Monday, January 21, 2019

Part IV. The SEQRA Process & Conclusion - Downtown Hospital DEIS

Comments on the Downtown Hospital Draft Environmental Impact Statement (Draft EIS).  The Applicant is Mohawk Valley Health System. The Project is the proposed Hospital. SEQRA is the State Environmental Quality Review Act.

Part IV. The SEQRA Process & Conclusion:

The SEQRA process is set forth in ENV Article 8 and its implementing regulatons, 6 NYCRR Part 617 (State Environmental Quality Review, SEQR). As described in the SEQR Handbook (p.3) :

    SEQR establishes a process to systematically consider environmental factors early in the planning stages of actions that are directly undertaken, funded or approved by local, regional and state agencies. By incorporating environmental review early in the planning stages, projects can be modified as needed to avoid adverse impacts on the environment.”

The availability of State funds for the Project was announced in early 2015, the site for the Project was announced in September, 2015, and we just got around to SEQR in 2018 when the Oneida County Industrial Development Agency made a Positive Declaration. Does that sound like “incorporating environmental review early in the planning stages” so that “projects can be modified as needed to avoid adverse impacts on the environment?” Why was SEQR not part of the planning of the Project from the very beginning, including the choice of the site? As noted under Part I Section I, the site of a project is an appropriate consideration under SEQR, and the State promulgated a non-exhaustive list of those actions considered to have significant adverse impacts (6 NYCRR 617.7(c)(1)). This could have been used to help screen or rank the sites – but it was not.

People may disagree with how the regulations were applied or sites ranked in Part III above, however, the process only took a few hours. This Project deserved at least that level of attention being paid to the environmental consequences of site selection. Most people would probably intuitively conclude that trying to shoehorn a hospital with acres of parking into the middle of a Central Business District that was built for another era, another style of development, and a different purpose would be more disruptive to the environment than locating the hospital on a site that had enough room and had been specifically designed for that use. It is no surprise that the choice of site is still a controversial topic after three years.
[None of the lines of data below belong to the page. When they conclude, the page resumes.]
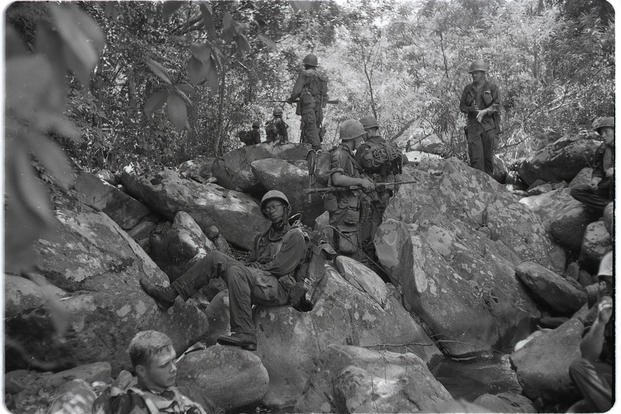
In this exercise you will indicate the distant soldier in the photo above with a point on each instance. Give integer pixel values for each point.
(381, 161)
(251, 137)
(276, 128)
(480, 101)
(311, 93)
(344, 206)
(600, 191)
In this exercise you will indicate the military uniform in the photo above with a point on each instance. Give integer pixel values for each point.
(311, 92)
(380, 161)
(276, 131)
(344, 206)
(482, 136)
(266, 279)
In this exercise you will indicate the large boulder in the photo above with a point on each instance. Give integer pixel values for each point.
(175, 247)
(542, 365)
(233, 170)
(122, 208)
(452, 242)
(596, 242)
(94, 267)
(32, 392)
(565, 217)
(561, 160)
(228, 376)
(291, 343)
(278, 174)
(237, 215)
(367, 380)
(558, 293)
(506, 402)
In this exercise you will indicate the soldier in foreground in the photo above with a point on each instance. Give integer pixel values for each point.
(153, 358)
(380, 161)
(480, 101)
(276, 128)
(600, 191)
(344, 206)
(311, 94)
(268, 278)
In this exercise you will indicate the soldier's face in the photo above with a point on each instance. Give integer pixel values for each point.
(608, 134)
(274, 210)
(478, 76)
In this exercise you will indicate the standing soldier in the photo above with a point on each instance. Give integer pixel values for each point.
(381, 161)
(311, 93)
(276, 128)
(344, 206)
(480, 101)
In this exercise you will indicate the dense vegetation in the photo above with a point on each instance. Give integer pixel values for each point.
(156, 84)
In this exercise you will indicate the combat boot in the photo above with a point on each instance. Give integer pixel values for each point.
(245, 341)
(164, 296)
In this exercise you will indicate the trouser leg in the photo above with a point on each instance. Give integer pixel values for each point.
(592, 383)
(475, 149)
(247, 286)
(211, 266)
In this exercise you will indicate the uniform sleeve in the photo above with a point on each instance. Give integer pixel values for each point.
(465, 106)
(290, 255)
(297, 88)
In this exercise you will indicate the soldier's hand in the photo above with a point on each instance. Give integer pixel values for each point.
(367, 184)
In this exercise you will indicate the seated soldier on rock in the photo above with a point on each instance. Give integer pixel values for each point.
(268, 278)
(600, 191)
(153, 357)
(593, 372)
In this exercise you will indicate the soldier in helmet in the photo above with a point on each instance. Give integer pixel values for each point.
(253, 136)
(276, 128)
(480, 101)
(311, 93)
(381, 161)
(344, 206)
(266, 278)
(600, 191)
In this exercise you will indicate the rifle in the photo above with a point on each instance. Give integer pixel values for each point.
(331, 101)
(354, 187)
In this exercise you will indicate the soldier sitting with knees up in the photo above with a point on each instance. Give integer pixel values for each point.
(268, 278)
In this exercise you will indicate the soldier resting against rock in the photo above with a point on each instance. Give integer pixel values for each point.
(269, 277)
(153, 358)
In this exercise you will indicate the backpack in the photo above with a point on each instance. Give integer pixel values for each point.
(379, 157)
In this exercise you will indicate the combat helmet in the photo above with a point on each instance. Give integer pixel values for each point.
(351, 129)
(477, 65)
(369, 122)
(274, 195)
(310, 60)
(603, 122)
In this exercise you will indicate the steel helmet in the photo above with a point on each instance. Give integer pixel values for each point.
(603, 122)
(351, 129)
(477, 65)
(605, 266)
(369, 122)
(310, 60)
(274, 195)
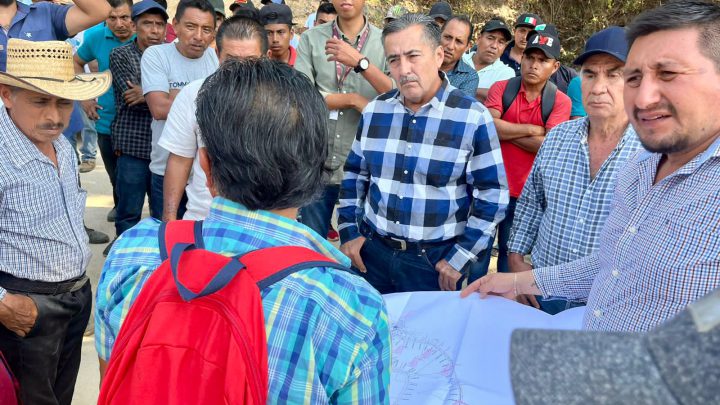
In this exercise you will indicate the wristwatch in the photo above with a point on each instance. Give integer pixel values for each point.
(362, 65)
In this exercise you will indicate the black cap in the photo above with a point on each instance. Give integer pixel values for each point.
(247, 4)
(145, 6)
(611, 41)
(441, 9)
(497, 25)
(529, 20)
(276, 14)
(550, 45)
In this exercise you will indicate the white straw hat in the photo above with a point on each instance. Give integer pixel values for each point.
(47, 67)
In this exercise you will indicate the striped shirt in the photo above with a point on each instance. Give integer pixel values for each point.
(432, 175)
(659, 248)
(562, 210)
(42, 236)
(328, 336)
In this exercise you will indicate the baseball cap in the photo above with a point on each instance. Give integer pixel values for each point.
(497, 25)
(218, 6)
(611, 41)
(276, 14)
(675, 363)
(146, 5)
(242, 3)
(441, 9)
(550, 45)
(395, 11)
(547, 29)
(528, 20)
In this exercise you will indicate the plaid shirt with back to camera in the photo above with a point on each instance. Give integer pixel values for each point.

For a major project such as this, ENV 8-0109 requires preparation of an EIS. The regulations make clear that a government agency cannot undertake, fund or approve of an action until it has complied with the provisions of SEQR (see 6 NYCRR 617.3 (a)). But that is, in deed, what happened at least as far back as Summer 2016 when Oneida County put county employees, and Utica put city employees (the Planning Board’s Staff), to the task of engaging in regular meetings with MVHS to help plan for the Project at the Downtown Site, because government employee time is money.

If the applicability of SEQR and need for an EIS was not apparent to the local authorities at that point in time, then it should have been apparent when the County approved funding for MVEDGE to provide property appraisal services for MVHS aiding the pursuit of the Downtown Site. The County should have stopped further action and opened the SEQR process then, but it did not. Nothing was done about SEQR until there was an “application” that triggered a review – but, as noted above, the law wants the environment taken into consideration “early in the planning stages” so that “projects can be modified as needed to avoid adverse impacts on the environment.” Here, the County and City had employees planning this project without the environmental information required by law. It is a shame that so much time and money was spent on a flawed process.

Like the Site Selection Process appears to have been tainted by undue influence, the entire EIS appears tainted as well. People who have personally invested their time toward securing the Project for Downtown will have difficulty focusing on another site – an impossibility for those where the alternate site is in another jurisdiction.

At this point in time the Planning Board is faced with (1) an EIS that cannot support a SEQR finding because St. Luke’s appears to be the environmentally superior site and (2) having to give up jurisdiction because it has no legal authority in New Hartford.

The EIS must be rejected as inadequate, and the process reopened for a new Lead Agency to produce a revised Draft EIS that addresses all the open issues identified herein.